Joseph Veroff, a professor of psychology and research scientist at the Institute for Social Research (ISR), died Sept. 30 in Ann Arbor. He was 77.
(Photo courtesy Veroff family)

Veroff directed a landmark study tracing how American values, attitudes and behavior changed from 1957-76. His research provided some of the first empirical data showing how American values, behavior and attitudes toward work, marriage and parenthood shifted during the '60s, a critical time for the nation.

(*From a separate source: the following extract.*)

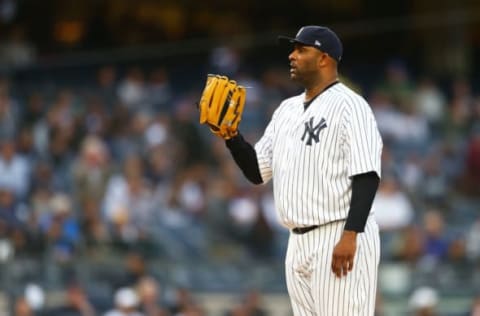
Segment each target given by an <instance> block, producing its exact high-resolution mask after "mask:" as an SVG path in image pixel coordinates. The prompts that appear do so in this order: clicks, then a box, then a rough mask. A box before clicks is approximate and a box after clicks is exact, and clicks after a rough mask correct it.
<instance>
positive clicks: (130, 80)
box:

With Elizabeth Douvan and Richard Kulka, Veroff co-authored two influential books based on findings from two nationally representative ISR surveys on these topics: "The Inner American: A Self-Portrait from 1957 to 1976" and "Mental Health in America: Patterns of Help-Seeking from 1957 to 1976." This work replicated and extended the landmark study from the 1950s with Gerald Gurin and Sheila Feld: "Americans View Their Mental Health."

Veroff co-authored several other books, including "Marital Instability: A Social and Behavioral Study of the Early Years," with Douvan and Shirley Hatchett, and "Thrice Told Tales: Married Couples Tell Their Stories," with Diane Homberg and Terri Orbuch. These volumes are based on data from the ISR Early Years of Marriage Project, initiated in 1986.

"His early work on human motivation — for example in his book with his wife Joanne Veroff on 'Social Incentives: A Lifespan Developmental Approach' — stimulated decades of research in personality psychology," says David Winter, a colleague in psychology. "At the same time, he was always careful to understand individual personality in broader American social contexts, including age, race, class and gender."

In his last book, "Savoring: A New Model of Positive Experience," written with Fred Bryant of Loyola University of Chicago, Veroff focused explicitly on measuring and studying the "capacity to attend to, appreciate and enhance the positive experiences in one's life."

With Douvan, Veroff was a founding member of the Family and Sex Roles Program (later the Life Course Development Program) at ISR.

He made significant contributions to the Department of Psychology, serving as graduate chair for many years. He taught and mentored generations of young scholars with a combination of high intellectual standards, clear expectations of hard work, research, a wry and clever sense of humor, and good food. "It is hard to pass the old Veroff house on Granger without thinking of the many casual get-togethers for faculty and students, replete with wonderful home-cooked dishes, engaging conversation and good company that he and Jody provided for scores of scholars over the years," said Toni Antonucci, the Elizabeth M. Douvan Collegiate Professor of Psychology, director of the ISR Life Course Development Program and a former post-doctoral fellow.

Other colleagues remembered Veroff as a respected and beloved teacher and mentor, who pioneered in supporting, nurturing, and training the graduate education and career development of underrepresented groups in psychology. "I, and many other women who got their doctorates in psychology when women were still a small minority in the profession, had successful outcomes only by the good fortune of working with someone as respectful and encouraging as Joe Veroff," says Wendy House, a former student.

"Joe's capacity for collaboration was remarkable," says Abby Stewart, a psychologist who collaborated with Veroff on the marriage project. "He loved to bring students and colleagues together and exchange ideas. His research group was always lively, producing data analysis, good food and good company in equal parts. Joe's savoring of these pleasures was contagious."

Veroff received his bachelor's degree in 1950 at Wesleyan University and his master's and doctorate degrees at U-M.

He was an instructor at Princeton University in 1955-56, then returned to U-M as a study director at the ISR Survey Research Center. After serving as a lecturer in the Department of Psychology, he was promoted to assistant professor in 1958, associate professor in 1962 and professor in 1967. In 1975 he was named a faculty associate at ISR and in1985, he became an ISR research professor.

Veroff is survived by his wife Jody, children Susie, Matt, Dan, Paul and David, 10 grandchildren, and two great grandchildren.

A memorial service is scheduled for 2 p.m. Nov. 24 in 1324 East Hall.